Lot Description A TWO PANEL "HOLBEIN" RUG
CENTRAL ANATOLIA, 16TH/17TH CENTURY
Light localized wear, corroded brown, patch reweaves and
localised spots of repiling
5ft.7in. x 4ft.9in. (170cm. x 145cm.)
Literature Christopher Alexander; A Foreshadowing of 21st
Century Art, New York and Oxford, 1993, pp.304-305
Lot Notes There are two very similar rugs in Istanbul.
One, in the Vakiflar Museum, is almost identical in
design and colouring apart from the skirts at each end
(Belkis Balpinar and Udo Hirsch, Vakiflar Museum
Istanbul, Carpets, Wesel, 1988, no.17, pp.210-211; also
Suzan Bayrataroglu and Serpil Özçelik (ed.), Carpet
Museum and Kilim and Flatweaving Rugs Museum catalogue,
Ankara, 2007,no.42, pp.84-5). The other is in the Turk ve
Islam Museum with the same field and colouring but a
different border design (Hüulya Tezcan, Sumiyo Okumura
and Kathleen Hamilton Gündogdu (eds.), Weaving heritage
of Anatolia, 2, Istanbul, 2007, no.16, p.38).

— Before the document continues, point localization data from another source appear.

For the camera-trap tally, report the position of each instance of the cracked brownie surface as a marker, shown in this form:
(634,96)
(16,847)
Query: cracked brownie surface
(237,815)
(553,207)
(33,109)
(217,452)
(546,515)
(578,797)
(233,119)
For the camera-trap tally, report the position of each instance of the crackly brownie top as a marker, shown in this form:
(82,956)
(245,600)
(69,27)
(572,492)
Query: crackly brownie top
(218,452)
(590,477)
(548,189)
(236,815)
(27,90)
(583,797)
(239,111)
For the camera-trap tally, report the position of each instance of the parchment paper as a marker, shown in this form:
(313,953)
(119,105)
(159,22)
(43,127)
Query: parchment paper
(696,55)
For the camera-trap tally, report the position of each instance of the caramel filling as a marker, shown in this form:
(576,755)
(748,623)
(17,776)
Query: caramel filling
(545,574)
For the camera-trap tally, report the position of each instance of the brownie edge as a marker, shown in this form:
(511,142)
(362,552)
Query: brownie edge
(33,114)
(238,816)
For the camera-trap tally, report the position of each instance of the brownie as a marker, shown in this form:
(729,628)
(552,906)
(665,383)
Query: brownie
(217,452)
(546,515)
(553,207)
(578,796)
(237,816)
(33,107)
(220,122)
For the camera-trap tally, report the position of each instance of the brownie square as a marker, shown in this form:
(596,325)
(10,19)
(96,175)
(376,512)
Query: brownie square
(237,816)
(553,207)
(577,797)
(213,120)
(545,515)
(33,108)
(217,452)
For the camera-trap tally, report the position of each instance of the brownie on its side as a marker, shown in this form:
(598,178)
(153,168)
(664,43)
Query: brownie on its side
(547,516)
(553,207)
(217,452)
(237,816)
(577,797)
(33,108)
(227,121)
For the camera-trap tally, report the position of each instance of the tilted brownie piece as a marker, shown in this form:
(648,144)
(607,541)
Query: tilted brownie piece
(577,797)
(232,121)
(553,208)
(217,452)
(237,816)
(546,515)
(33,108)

The layout is very clearly a continuation of the 15th and
16th century Two-medallion Large pattern Holbein type, a
link which was emphasised in the display of the recent
exhibition at the turk ve Islam Museum where their
version was placed side by side with the earlier examples
(Tezcan, Okumura and Gündogdu, op.cit., nos.13-15,
pp.35-37). Not only is the basic layout the same, but
there are also noticeable similarities in the colouring,
particularly with one that comes from the shrine of
Sultan Alaaddin Keykubat in Konya (op.cit, no.35). Both
share the combination of the major colours of red, green
and apricot. Both also were found in the same mosque in
Konya, strongly indicating a central Anatolian origin for
the group, an origin supported by the structure.
The condition of this rug is generally very good with
thick lustrous pile over much of it, in contrast to the
near identical example in the Vakiflar museum. It shows
wonderfully clearly the love of vibrant colours found in
village rugs which are still fresh after three centuries.